De même, l'anticapitalisme sans prise en compte du combat antipatriarcal ne peut conduire à l'émancipation de qui que ce soit : l'exploité au travail peut rester sans problème l'exploiteur à la maison. Il y a donc nécessité de lier les deux combats, lutte des classes et lutte des sexes, et cet angle d'attaque constitue le point de clivage avec les réformistes. Des militantes telles qu'Emma Goldman - mais bien d'autres aussi, moins connues, en France et ailleurs - l'ont bien compris. E. Goldman s'est battue en son temps à la fois pour la libération des femmes (en particulier sexuelle : pour l'avortement, la contraception, l'union libre, contre toutes les discriminations sexuelles...) et contre tous les pouvoirs et institutions : Etat, patronat, armée, Eglise…

L'anarchisme est le seul courant idéologique qui cherche à concilier la liberté individuelle et le communisme, à obtenir à la fois la libération individuelle et l'émancipation sociale. Il ne se réduit pas à la lutte contre l'Etat et contre le patronat, il comprend aussi la lutte antipatriarcale. Les luttes anticapitaliste, antihiérarchique, internationaliste ne sont pas plus l'affaire des hommes que l'antipatriarcat est seulement l'affaire des femmes.

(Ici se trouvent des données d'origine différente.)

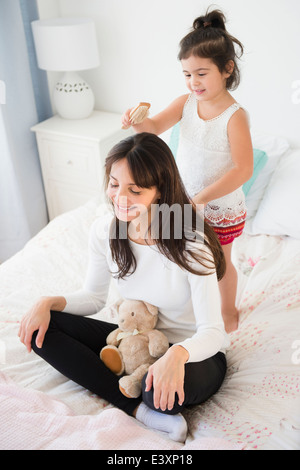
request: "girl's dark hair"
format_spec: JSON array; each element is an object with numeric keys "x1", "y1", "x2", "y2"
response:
[
  {"x1": 178, "y1": 8, "x2": 244, "y2": 90},
  {"x1": 105, "y1": 132, "x2": 225, "y2": 280}
]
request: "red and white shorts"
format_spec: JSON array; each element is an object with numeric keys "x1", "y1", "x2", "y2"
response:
[{"x1": 206, "y1": 212, "x2": 247, "y2": 246}]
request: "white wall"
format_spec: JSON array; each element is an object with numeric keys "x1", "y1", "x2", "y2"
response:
[{"x1": 37, "y1": 0, "x2": 300, "y2": 147}]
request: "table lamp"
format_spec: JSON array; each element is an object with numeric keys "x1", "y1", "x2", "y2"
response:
[{"x1": 31, "y1": 18, "x2": 100, "y2": 119}]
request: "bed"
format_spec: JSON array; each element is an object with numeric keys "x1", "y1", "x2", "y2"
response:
[{"x1": 0, "y1": 132, "x2": 299, "y2": 450}]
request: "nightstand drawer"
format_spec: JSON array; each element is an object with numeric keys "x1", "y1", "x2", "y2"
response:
[
  {"x1": 46, "y1": 179, "x2": 100, "y2": 219},
  {"x1": 40, "y1": 138, "x2": 100, "y2": 185}
]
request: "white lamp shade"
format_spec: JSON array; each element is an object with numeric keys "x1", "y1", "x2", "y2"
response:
[{"x1": 31, "y1": 18, "x2": 100, "y2": 71}]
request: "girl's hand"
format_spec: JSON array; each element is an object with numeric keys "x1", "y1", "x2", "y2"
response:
[
  {"x1": 145, "y1": 345, "x2": 189, "y2": 411},
  {"x1": 192, "y1": 191, "x2": 208, "y2": 208},
  {"x1": 18, "y1": 297, "x2": 58, "y2": 352},
  {"x1": 121, "y1": 108, "x2": 133, "y2": 129}
]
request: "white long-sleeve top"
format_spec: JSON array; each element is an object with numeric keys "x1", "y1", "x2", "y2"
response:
[{"x1": 63, "y1": 213, "x2": 230, "y2": 363}]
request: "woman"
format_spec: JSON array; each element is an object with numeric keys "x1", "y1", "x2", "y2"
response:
[{"x1": 19, "y1": 133, "x2": 229, "y2": 442}]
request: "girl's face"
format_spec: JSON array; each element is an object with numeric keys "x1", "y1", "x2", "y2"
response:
[
  {"x1": 106, "y1": 158, "x2": 161, "y2": 223},
  {"x1": 181, "y1": 55, "x2": 232, "y2": 102}
]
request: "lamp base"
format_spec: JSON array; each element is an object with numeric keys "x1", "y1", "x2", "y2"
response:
[{"x1": 53, "y1": 71, "x2": 95, "y2": 119}]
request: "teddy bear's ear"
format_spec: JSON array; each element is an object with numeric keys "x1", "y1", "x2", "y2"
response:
[
  {"x1": 110, "y1": 298, "x2": 123, "y2": 318},
  {"x1": 144, "y1": 302, "x2": 158, "y2": 316},
  {"x1": 115, "y1": 298, "x2": 123, "y2": 308}
]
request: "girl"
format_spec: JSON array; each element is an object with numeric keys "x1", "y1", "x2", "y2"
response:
[
  {"x1": 122, "y1": 9, "x2": 253, "y2": 332},
  {"x1": 19, "y1": 133, "x2": 229, "y2": 443}
]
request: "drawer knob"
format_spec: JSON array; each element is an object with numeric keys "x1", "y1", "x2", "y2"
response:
[{"x1": 67, "y1": 160, "x2": 73, "y2": 165}]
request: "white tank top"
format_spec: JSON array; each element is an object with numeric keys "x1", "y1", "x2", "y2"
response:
[{"x1": 176, "y1": 93, "x2": 246, "y2": 226}]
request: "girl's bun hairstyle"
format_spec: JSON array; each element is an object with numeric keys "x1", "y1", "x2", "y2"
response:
[
  {"x1": 179, "y1": 8, "x2": 244, "y2": 90},
  {"x1": 193, "y1": 9, "x2": 226, "y2": 31}
]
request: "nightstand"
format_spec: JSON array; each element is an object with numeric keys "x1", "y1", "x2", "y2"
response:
[{"x1": 31, "y1": 110, "x2": 132, "y2": 220}]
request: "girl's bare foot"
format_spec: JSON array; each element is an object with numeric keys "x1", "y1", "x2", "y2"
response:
[{"x1": 222, "y1": 308, "x2": 239, "y2": 333}]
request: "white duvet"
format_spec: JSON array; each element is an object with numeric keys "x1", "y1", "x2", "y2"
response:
[{"x1": 0, "y1": 198, "x2": 299, "y2": 450}]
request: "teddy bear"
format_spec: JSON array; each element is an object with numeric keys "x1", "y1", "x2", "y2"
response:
[{"x1": 100, "y1": 298, "x2": 169, "y2": 399}]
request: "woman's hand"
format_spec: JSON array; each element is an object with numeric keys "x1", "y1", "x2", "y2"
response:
[
  {"x1": 145, "y1": 345, "x2": 189, "y2": 411},
  {"x1": 18, "y1": 296, "x2": 66, "y2": 352}
]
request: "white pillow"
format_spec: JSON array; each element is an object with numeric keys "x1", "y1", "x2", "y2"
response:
[
  {"x1": 251, "y1": 149, "x2": 300, "y2": 238},
  {"x1": 244, "y1": 131, "x2": 290, "y2": 234},
  {"x1": 246, "y1": 131, "x2": 290, "y2": 218}
]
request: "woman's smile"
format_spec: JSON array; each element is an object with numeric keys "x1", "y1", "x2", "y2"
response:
[
  {"x1": 113, "y1": 199, "x2": 137, "y2": 212},
  {"x1": 112, "y1": 196, "x2": 137, "y2": 213}
]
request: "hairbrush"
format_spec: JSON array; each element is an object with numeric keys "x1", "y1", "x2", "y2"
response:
[{"x1": 122, "y1": 102, "x2": 151, "y2": 129}]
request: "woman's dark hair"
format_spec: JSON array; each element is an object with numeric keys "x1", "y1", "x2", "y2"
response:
[
  {"x1": 178, "y1": 8, "x2": 244, "y2": 90},
  {"x1": 105, "y1": 132, "x2": 225, "y2": 280}
]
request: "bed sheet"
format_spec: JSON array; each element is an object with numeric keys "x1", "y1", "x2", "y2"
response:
[
  {"x1": 188, "y1": 230, "x2": 300, "y2": 450},
  {"x1": 0, "y1": 198, "x2": 299, "y2": 450}
]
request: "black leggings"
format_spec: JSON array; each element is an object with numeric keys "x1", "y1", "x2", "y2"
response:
[{"x1": 31, "y1": 311, "x2": 227, "y2": 416}]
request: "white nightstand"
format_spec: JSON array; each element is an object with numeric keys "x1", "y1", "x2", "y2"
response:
[{"x1": 31, "y1": 110, "x2": 132, "y2": 220}]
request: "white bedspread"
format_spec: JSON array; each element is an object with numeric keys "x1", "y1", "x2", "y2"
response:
[{"x1": 0, "y1": 198, "x2": 299, "y2": 450}]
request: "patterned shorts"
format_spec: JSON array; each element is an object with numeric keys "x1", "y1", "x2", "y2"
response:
[{"x1": 206, "y1": 213, "x2": 247, "y2": 246}]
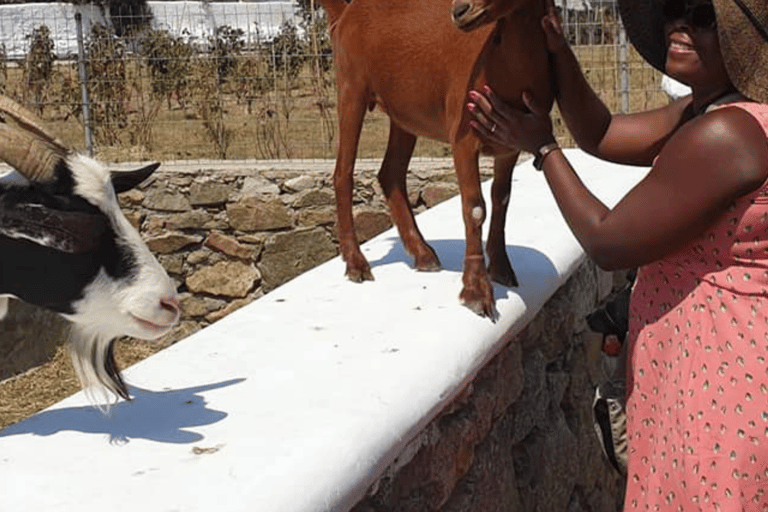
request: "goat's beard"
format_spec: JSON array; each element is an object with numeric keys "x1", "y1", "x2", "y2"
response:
[{"x1": 68, "y1": 326, "x2": 130, "y2": 412}]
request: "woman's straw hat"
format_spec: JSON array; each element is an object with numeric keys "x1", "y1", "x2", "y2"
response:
[{"x1": 617, "y1": 0, "x2": 768, "y2": 102}]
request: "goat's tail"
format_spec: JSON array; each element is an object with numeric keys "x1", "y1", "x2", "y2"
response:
[
  {"x1": 316, "y1": 0, "x2": 347, "y2": 28},
  {"x1": 68, "y1": 327, "x2": 130, "y2": 413}
]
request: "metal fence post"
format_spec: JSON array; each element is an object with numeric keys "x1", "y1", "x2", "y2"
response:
[
  {"x1": 74, "y1": 12, "x2": 94, "y2": 157},
  {"x1": 618, "y1": 20, "x2": 630, "y2": 114}
]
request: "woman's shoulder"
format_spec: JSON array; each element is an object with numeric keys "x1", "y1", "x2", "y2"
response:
[
  {"x1": 706, "y1": 100, "x2": 768, "y2": 133},
  {"x1": 664, "y1": 103, "x2": 768, "y2": 196}
]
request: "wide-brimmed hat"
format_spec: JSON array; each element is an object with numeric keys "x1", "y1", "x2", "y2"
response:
[{"x1": 617, "y1": 0, "x2": 768, "y2": 103}]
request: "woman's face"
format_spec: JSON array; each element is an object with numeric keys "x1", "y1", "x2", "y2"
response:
[{"x1": 663, "y1": 0, "x2": 732, "y2": 94}]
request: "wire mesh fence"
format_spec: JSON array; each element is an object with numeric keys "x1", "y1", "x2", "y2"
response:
[{"x1": 0, "y1": 1, "x2": 670, "y2": 163}]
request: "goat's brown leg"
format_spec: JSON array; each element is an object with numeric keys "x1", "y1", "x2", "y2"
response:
[
  {"x1": 453, "y1": 145, "x2": 497, "y2": 320},
  {"x1": 333, "y1": 85, "x2": 372, "y2": 282},
  {"x1": 486, "y1": 152, "x2": 520, "y2": 287},
  {"x1": 379, "y1": 121, "x2": 441, "y2": 271}
]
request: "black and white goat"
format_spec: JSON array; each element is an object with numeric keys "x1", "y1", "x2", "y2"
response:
[{"x1": 0, "y1": 96, "x2": 180, "y2": 405}]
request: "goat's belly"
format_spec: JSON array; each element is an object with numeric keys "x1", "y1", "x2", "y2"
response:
[{"x1": 376, "y1": 100, "x2": 451, "y2": 144}]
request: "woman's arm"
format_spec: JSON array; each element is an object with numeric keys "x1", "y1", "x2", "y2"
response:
[
  {"x1": 540, "y1": 106, "x2": 768, "y2": 269},
  {"x1": 468, "y1": 88, "x2": 768, "y2": 269},
  {"x1": 541, "y1": 5, "x2": 692, "y2": 165}
]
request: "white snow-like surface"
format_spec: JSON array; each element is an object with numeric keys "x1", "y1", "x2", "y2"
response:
[{"x1": 0, "y1": 150, "x2": 649, "y2": 512}]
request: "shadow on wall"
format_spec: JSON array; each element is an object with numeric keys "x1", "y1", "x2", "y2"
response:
[{"x1": 0, "y1": 378, "x2": 245, "y2": 444}]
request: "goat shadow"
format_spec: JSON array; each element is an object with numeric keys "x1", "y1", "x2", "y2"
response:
[
  {"x1": 368, "y1": 238, "x2": 558, "y2": 300},
  {"x1": 0, "y1": 378, "x2": 244, "y2": 445}
]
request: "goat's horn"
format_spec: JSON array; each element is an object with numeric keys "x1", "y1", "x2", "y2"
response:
[
  {"x1": 0, "y1": 122, "x2": 65, "y2": 183},
  {"x1": 0, "y1": 95, "x2": 67, "y2": 150}
]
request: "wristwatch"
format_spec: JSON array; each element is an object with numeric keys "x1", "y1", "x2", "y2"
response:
[{"x1": 533, "y1": 141, "x2": 560, "y2": 171}]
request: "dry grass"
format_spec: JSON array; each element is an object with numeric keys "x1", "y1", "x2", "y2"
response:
[{"x1": 3, "y1": 44, "x2": 666, "y2": 162}]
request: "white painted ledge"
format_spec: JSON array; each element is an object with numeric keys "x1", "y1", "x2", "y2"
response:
[{"x1": 0, "y1": 150, "x2": 648, "y2": 512}]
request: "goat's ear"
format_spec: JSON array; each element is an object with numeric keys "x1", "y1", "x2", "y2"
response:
[
  {"x1": 0, "y1": 202, "x2": 108, "y2": 254},
  {"x1": 110, "y1": 162, "x2": 161, "y2": 194}
]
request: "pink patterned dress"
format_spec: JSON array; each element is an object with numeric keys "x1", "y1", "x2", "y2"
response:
[{"x1": 625, "y1": 101, "x2": 768, "y2": 511}]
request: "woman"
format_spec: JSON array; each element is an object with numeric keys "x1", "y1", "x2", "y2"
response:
[{"x1": 468, "y1": 0, "x2": 768, "y2": 509}]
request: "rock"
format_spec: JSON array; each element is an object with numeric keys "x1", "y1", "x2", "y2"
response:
[
  {"x1": 123, "y1": 211, "x2": 142, "y2": 230},
  {"x1": 353, "y1": 209, "x2": 392, "y2": 242},
  {"x1": 282, "y1": 175, "x2": 316, "y2": 192},
  {"x1": 190, "y1": 181, "x2": 234, "y2": 206},
  {"x1": 186, "y1": 261, "x2": 261, "y2": 298},
  {"x1": 227, "y1": 197, "x2": 293, "y2": 232},
  {"x1": 238, "y1": 175, "x2": 280, "y2": 197},
  {"x1": 514, "y1": 401, "x2": 579, "y2": 512},
  {"x1": 509, "y1": 350, "x2": 549, "y2": 444},
  {"x1": 164, "y1": 210, "x2": 215, "y2": 230},
  {"x1": 422, "y1": 183, "x2": 459, "y2": 207},
  {"x1": 259, "y1": 228, "x2": 337, "y2": 291},
  {"x1": 206, "y1": 292, "x2": 262, "y2": 322},
  {"x1": 292, "y1": 189, "x2": 334, "y2": 209},
  {"x1": 156, "y1": 320, "x2": 202, "y2": 347},
  {"x1": 158, "y1": 254, "x2": 184, "y2": 274},
  {"x1": 187, "y1": 248, "x2": 213, "y2": 265},
  {"x1": 144, "y1": 189, "x2": 191, "y2": 212},
  {"x1": 181, "y1": 294, "x2": 227, "y2": 317},
  {"x1": 146, "y1": 232, "x2": 203, "y2": 254},
  {"x1": 297, "y1": 208, "x2": 336, "y2": 228},
  {"x1": 119, "y1": 189, "x2": 144, "y2": 206},
  {"x1": 142, "y1": 215, "x2": 167, "y2": 235},
  {"x1": 204, "y1": 231, "x2": 255, "y2": 260}
]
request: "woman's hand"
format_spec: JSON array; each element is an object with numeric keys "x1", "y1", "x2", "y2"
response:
[
  {"x1": 542, "y1": 0, "x2": 567, "y2": 55},
  {"x1": 467, "y1": 87, "x2": 556, "y2": 155}
]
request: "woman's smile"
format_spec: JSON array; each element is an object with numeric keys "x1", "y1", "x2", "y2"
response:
[{"x1": 668, "y1": 34, "x2": 697, "y2": 56}]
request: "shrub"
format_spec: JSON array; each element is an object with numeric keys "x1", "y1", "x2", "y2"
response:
[
  {"x1": 86, "y1": 23, "x2": 130, "y2": 146},
  {"x1": 264, "y1": 20, "x2": 305, "y2": 88},
  {"x1": 23, "y1": 25, "x2": 55, "y2": 114},
  {"x1": 140, "y1": 28, "x2": 194, "y2": 109},
  {"x1": 208, "y1": 25, "x2": 244, "y2": 87}
]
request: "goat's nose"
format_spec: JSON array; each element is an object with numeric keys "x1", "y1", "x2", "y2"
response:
[
  {"x1": 160, "y1": 296, "x2": 181, "y2": 322},
  {"x1": 452, "y1": 1, "x2": 471, "y2": 21}
]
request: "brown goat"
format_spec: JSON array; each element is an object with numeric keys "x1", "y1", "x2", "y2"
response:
[{"x1": 319, "y1": 0, "x2": 553, "y2": 319}]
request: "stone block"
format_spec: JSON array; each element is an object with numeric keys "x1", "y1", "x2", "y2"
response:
[
  {"x1": 190, "y1": 181, "x2": 233, "y2": 206},
  {"x1": 164, "y1": 210, "x2": 215, "y2": 230},
  {"x1": 144, "y1": 189, "x2": 191, "y2": 212},
  {"x1": 204, "y1": 231, "x2": 256, "y2": 260},
  {"x1": 226, "y1": 197, "x2": 293, "y2": 232},
  {"x1": 145, "y1": 232, "x2": 203, "y2": 254},
  {"x1": 259, "y1": 228, "x2": 337, "y2": 291},
  {"x1": 186, "y1": 261, "x2": 261, "y2": 298},
  {"x1": 353, "y1": 209, "x2": 392, "y2": 243}
]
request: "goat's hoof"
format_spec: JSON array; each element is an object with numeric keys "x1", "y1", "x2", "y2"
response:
[
  {"x1": 414, "y1": 253, "x2": 442, "y2": 272},
  {"x1": 459, "y1": 285, "x2": 498, "y2": 322},
  {"x1": 346, "y1": 266, "x2": 374, "y2": 283},
  {"x1": 488, "y1": 262, "x2": 519, "y2": 288}
]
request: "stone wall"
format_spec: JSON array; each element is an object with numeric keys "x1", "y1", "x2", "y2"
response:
[{"x1": 350, "y1": 262, "x2": 628, "y2": 512}]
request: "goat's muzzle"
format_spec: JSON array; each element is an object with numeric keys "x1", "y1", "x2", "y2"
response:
[{"x1": 451, "y1": 0, "x2": 488, "y2": 31}]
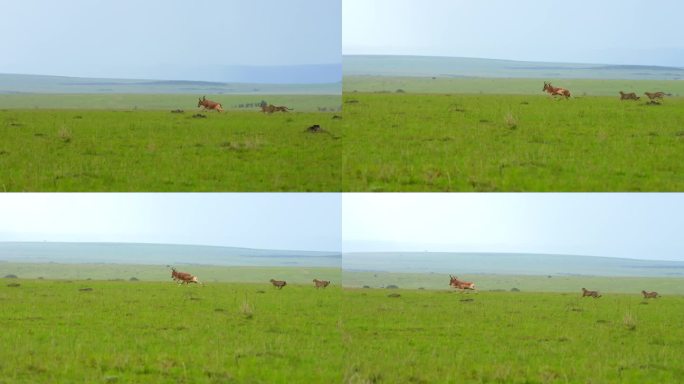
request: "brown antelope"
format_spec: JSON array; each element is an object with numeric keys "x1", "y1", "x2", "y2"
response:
[
  {"x1": 270, "y1": 279, "x2": 287, "y2": 289},
  {"x1": 260, "y1": 104, "x2": 275, "y2": 113},
  {"x1": 642, "y1": 290, "x2": 659, "y2": 299},
  {"x1": 273, "y1": 105, "x2": 292, "y2": 112},
  {"x1": 619, "y1": 91, "x2": 640, "y2": 100},
  {"x1": 313, "y1": 279, "x2": 330, "y2": 289},
  {"x1": 170, "y1": 267, "x2": 201, "y2": 285},
  {"x1": 644, "y1": 92, "x2": 666, "y2": 101},
  {"x1": 449, "y1": 275, "x2": 475, "y2": 291},
  {"x1": 197, "y1": 96, "x2": 224, "y2": 112},
  {"x1": 260, "y1": 104, "x2": 292, "y2": 114},
  {"x1": 543, "y1": 82, "x2": 571, "y2": 99},
  {"x1": 581, "y1": 288, "x2": 601, "y2": 298}
]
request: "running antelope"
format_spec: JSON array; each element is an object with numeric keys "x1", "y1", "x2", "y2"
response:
[
  {"x1": 270, "y1": 279, "x2": 287, "y2": 289},
  {"x1": 260, "y1": 104, "x2": 292, "y2": 114},
  {"x1": 543, "y1": 82, "x2": 571, "y2": 99},
  {"x1": 581, "y1": 288, "x2": 601, "y2": 298},
  {"x1": 619, "y1": 91, "x2": 640, "y2": 100},
  {"x1": 197, "y1": 96, "x2": 224, "y2": 112},
  {"x1": 170, "y1": 267, "x2": 201, "y2": 285},
  {"x1": 642, "y1": 290, "x2": 659, "y2": 299},
  {"x1": 313, "y1": 279, "x2": 330, "y2": 289},
  {"x1": 644, "y1": 92, "x2": 666, "y2": 102},
  {"x1": 449, "y1": 275, "x2": 476, "y2": 291}
]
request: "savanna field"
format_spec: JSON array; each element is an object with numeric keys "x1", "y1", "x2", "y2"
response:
[
  {"x1": 0, "y1": 279, "x2": 342, "y2": 384},
  {"x1": 342, "y1": 92, "x2": 684, "y2": 191},
  {"x1": 0, "y1": 95, "x2": 342, "y2": 192},
  {"x1": 1, "y1": 266, "x2": 683, "y2": 383},
  {"x1": 341, "y1": 288, "x2": 684, "y2": 383}
]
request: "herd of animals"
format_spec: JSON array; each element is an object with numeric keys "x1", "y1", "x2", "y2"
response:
[
  {"x1": 169, "y1": 269, "x2": 660, "y2": 299},
  {"x1": 169, "y1": 267, "x2": 331, "y2": 289},
  {"x1": 198, "y1": 83, "x2": 672, "y2": 116},
  {"x1": 450, "y1": 275, "x2": 661, "y2": 299},
  {"x1": 197, "y1": 96, "x2": 292, "y2": 114},
  {"x1": 543, "y1": 82, "x2": 671, "y2": 102}
]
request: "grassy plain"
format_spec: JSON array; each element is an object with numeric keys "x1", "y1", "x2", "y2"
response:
[
  {"x1": 341, "y1": 288, "x2": 684, "y2": 383},
  {"x1": 0, "y1": 278, "x2": 341, "y2": 383},
  {"x1": 342, "y1": 92, "x2": 684, "y2": 191},
  {"x1": 342, "y1": 271, "x2": 684, "y2": 294},
  {"x1": 343, "y1": 76, "x2": 684, "y2": 96},
  {"x1": 0, "y1": 94, "x2": 340, "y2": 111},
  {"x1": 0, "y1": 107, "x2": 341, "y2": 191}
]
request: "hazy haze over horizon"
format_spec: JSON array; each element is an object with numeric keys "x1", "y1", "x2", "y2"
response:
[
  {"x1": 343, "y1": 0, "x2": 684, "y2": 67},
  {"x1": 343, "y1": 194, "x2": 684, "y2": 261},
  {"x1": 1, "y1": 0, "x2": 341, "y2": 83},
  {"x1": 0, "y1": 194, "x2": 341, "y2": 252}
]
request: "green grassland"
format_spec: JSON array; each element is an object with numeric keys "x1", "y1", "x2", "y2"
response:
[
  {"x1": 0, "y1": 107, "x2": 342, "y2": 191},
  {"x1": 0, "y1": 263, "x2": 341, "y2": 285},
  {"x1": 0, "y1": 279, "x2": 341, "y2": 383},
  {"x1": 0, "y1": 94, "x2": 341, "y2": 111},
  {"x1": 341, "y1": 288, "x2": 684, "y2": 383},
  {"x1": 344, "y1": 76, "x2": 684, "y2": 96},
  {"x1": 342, "y1": 92, "x2": 684, "y2": 191},
  {"x1": 343, "y1": 271, "x2": 684, "y2": 295}
]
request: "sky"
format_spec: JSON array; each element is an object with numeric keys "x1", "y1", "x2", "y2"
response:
[
  {"x1": 0, "y1": 0, "x2": 341, "y2": 81},
  {"x1": 343, "y1": 0, "x2": 684, "y2": 67},
  {"x1": 0, "y1": 194, "x2": 341, "y2": 252},
  {"x1": 343, "y1": 193, "x2": 684, "y2": 261}
]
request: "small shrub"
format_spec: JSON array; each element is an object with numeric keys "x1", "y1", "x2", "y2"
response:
[
  {"x1": 4, "y1": 274, "x2": 17, "y2": 279},
  {"x1": 623, "y1": 312, "x2": 637, "y2": 331},
  {"x1": 504, "y1": 112, "x2": 518, "y2": 129},
  {"x1": 241, "y1": 300, "x2": 254, "y2": 319},
  {"x1": 129, "y1": 277, "x2": 139, "y2": 281},
  {"x1": 362, "y1": 285, "x2": 370, "y2": 289},
  {"x1": 58, "y1": 126, "x2": 72, "y2": 143},
  {"x1": 386, "y1": 285, "x2": 399, "y2": 289},
  {"x1": 510, "y1": 287, "x2": 520, "y2": 292}
]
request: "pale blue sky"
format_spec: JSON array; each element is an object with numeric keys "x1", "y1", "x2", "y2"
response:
[
  {"x1": 343, "y1": 194, "x2": 684, "y2": 261},
  {"x1": 0, "y1": 0, "x2": 341, "y2": 80},
  {"x1": 343, "y1": 0, "x2": 684, "y2": 67},
  {"x1": 0, "y1": 194, "x2": 341, "y2": 252}
]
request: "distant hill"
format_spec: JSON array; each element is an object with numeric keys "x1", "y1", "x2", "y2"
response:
[
  {"x1": 344, "y1": 55, "x2": 684, "y2": 80},
  {"x1": 0, "y1": 242, "x2": 340, "y2": 268},
  {"x1": 0, "y1": 73, "x2": 341, "y2": 95},
  {"x1": 344, "y1": 252, "x2": 684, "y2": 277}
]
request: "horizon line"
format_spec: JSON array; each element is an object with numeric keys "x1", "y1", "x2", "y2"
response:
[
  {"x1": 0, "y1": 240, "x2": 340, "y2": 255},
  {"x1": 342, "y1": 53, "x2": 684, "y2": 70},
  {"x1": 342, "y1": 250, "x2": 684, "y2": 263}
]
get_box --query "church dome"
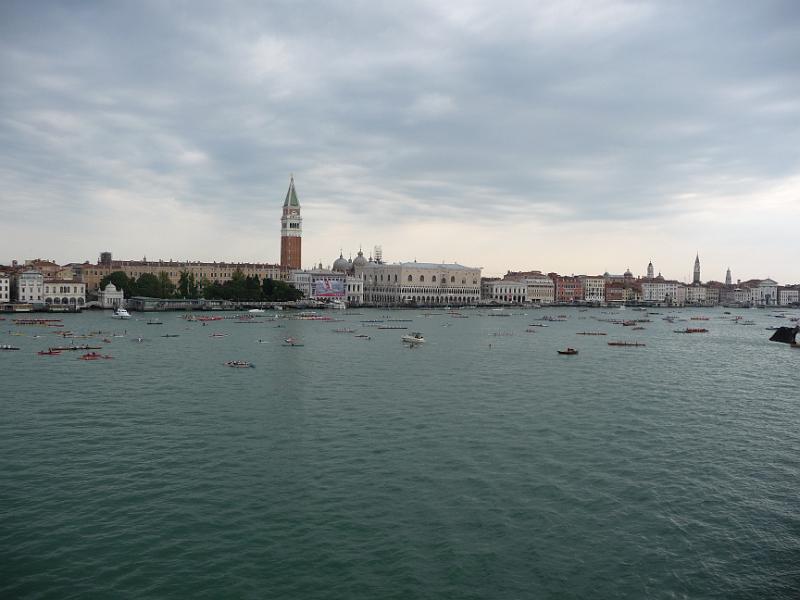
[352,249,367,268]
[104,282,117,291]
[332,253,350,272]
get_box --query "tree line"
[99,270,303,302]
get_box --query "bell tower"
[280,176,302,270]
[693,253,701,284]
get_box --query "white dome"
[104,282,118,291]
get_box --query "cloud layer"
[1,1,798,281]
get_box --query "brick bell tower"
[280,175,302,270]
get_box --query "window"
[432,276,437,282]
[420,275,425,282]
[407,275,412,282]
[451,276,455,283]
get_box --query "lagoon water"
[1,307,799,599]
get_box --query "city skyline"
[1,2,799,281]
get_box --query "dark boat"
[557,348,578,355]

Raisonner ainsi revient à perpétuer la division public-privé, que nous dénonçons parce qu'elle cimente et renforce la hiérarchie entre les sexes. Il s'agit de détruire toutes les institutions oppressives pour la personne humaine, quel que soit son sexe, pour parvenir à une émancipation sociale.

Alors, pourquoi un courant appelé aujourd'hui anarcha-féminisme s'est-il développé depuis des décennies ? Eh bien, parce que la pensée anarchiste a été élaborée et mise en pratique depuis le XIXe siècle par des personnes forcément imprégnées des valeurs de la société dans laquelle elles vivaient ou vivent, ce qui peut entraîner des comportements individuels et collectifs critiquables sur le plan des rapports hommes-femmes (par la reproduction plus ou moins grande des rôles sociaux traditionnels dans le quotidien, ou une prise en compte insuffisante du combat antipatriarcal dans l'activité militante - comme si c'était un combat secondaire).

Ce constat, Mai 68 et le MLF ont contribué à le dresser, en produisant une critique de la pratique militante et des organisations politiques en général pour leur machisme. De fait, la lutte des révolutionnaires a en général davantage porté, avant ces trois dernières décennies, sur le terrain des classes sociales que sur celui des sexes, pour de nombreuses raisons - liées à l'histoire du mouvement social et au développement de la classe ouvrière, mais aussi à la psychologie et au rôle de l'inconscient. L'idéologie patriarcale imprègne en effet tous les êtres humains dès avant leur naissance en leur inculquant des comportements de domination ou de soumission difficiles à modifier, quel que soit le degré de conscience qu'ils-elles en ont.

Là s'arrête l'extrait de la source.